Through it all, Emmanuel has remained a constant. Walsh encouraged family members to follow her to the College: sisters, a niece, and now her granddaughter, Siobahn, a member of the Class of 2027. She also spent a decade as president of the Western Massachusetts Emmanuel Alumni Association, helping to build the same kind of lifelong connections she still maintains.

Those connections, in many ways, are the heart of her story. Her weekly Zoom calls with classmates are not simply nostalgic—they are a continuation of something that began in shared dorm rooms, in classrooms shaped by faculty like Sister Marie Augusta Neal, SNDdeN, and in a Boston that offered both intellectual and cultural awakening.

They are also, in a sense, the reason she is being honored now.

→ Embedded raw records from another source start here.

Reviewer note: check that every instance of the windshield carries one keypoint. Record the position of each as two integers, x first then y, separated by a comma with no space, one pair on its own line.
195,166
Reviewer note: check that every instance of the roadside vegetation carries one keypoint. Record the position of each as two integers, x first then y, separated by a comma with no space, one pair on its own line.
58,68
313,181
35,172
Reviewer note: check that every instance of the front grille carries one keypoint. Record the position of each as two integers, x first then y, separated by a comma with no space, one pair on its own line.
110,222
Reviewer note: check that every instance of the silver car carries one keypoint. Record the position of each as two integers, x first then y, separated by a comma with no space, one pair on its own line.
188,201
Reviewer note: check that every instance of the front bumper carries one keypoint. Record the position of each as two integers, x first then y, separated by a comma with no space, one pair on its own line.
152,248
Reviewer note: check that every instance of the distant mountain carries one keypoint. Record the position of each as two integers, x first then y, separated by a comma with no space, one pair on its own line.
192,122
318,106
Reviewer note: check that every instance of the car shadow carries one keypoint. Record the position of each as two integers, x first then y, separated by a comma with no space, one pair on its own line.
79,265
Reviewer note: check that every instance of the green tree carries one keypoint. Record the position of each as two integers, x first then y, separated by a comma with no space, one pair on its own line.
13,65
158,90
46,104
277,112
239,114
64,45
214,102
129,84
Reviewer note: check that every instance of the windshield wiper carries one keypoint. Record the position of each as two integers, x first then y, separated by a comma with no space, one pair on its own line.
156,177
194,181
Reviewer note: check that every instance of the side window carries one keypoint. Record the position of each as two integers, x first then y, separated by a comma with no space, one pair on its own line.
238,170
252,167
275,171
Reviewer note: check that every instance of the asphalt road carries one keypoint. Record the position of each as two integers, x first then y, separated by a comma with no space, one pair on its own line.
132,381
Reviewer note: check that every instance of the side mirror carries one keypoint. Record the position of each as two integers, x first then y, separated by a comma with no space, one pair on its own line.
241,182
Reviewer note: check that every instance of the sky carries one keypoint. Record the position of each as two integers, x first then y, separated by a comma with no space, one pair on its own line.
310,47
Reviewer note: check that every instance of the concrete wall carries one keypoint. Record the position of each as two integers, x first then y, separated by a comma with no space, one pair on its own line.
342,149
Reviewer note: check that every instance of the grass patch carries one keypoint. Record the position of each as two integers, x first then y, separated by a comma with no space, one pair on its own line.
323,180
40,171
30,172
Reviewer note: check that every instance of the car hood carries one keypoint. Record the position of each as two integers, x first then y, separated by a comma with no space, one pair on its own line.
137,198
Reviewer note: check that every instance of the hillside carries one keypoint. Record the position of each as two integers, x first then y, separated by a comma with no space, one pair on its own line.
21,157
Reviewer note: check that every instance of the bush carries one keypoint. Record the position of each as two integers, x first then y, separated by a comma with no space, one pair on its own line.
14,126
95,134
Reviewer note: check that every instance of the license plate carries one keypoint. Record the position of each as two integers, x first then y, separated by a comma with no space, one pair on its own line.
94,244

“I am humbled,” Walsh said of the award. “When I think that these are people I’ve known since I was a freshman…and that they see me as someone worthy of this—it’s very humbling.” 

A Legacy of Impact

The Distinguished Alumni Award recognizes not only achievement, but also impact—lives lived in alignment with Emmanuel’s mission.

In Walsh’s case, that impact is measured not in a single accomplishment, but in consistency: decades of public service, advocacy for women and veterans, and a career built on showing up, again and again, for the people she represents.

Still, when asked what she hopes for today’s Emmanuel students, her answer returns to something simpler.

“I hope they graduate with the same sense of purpose and values—and the belief that they really can do anything,” she said. “And that they have the lifelong friendships that I’ve had.”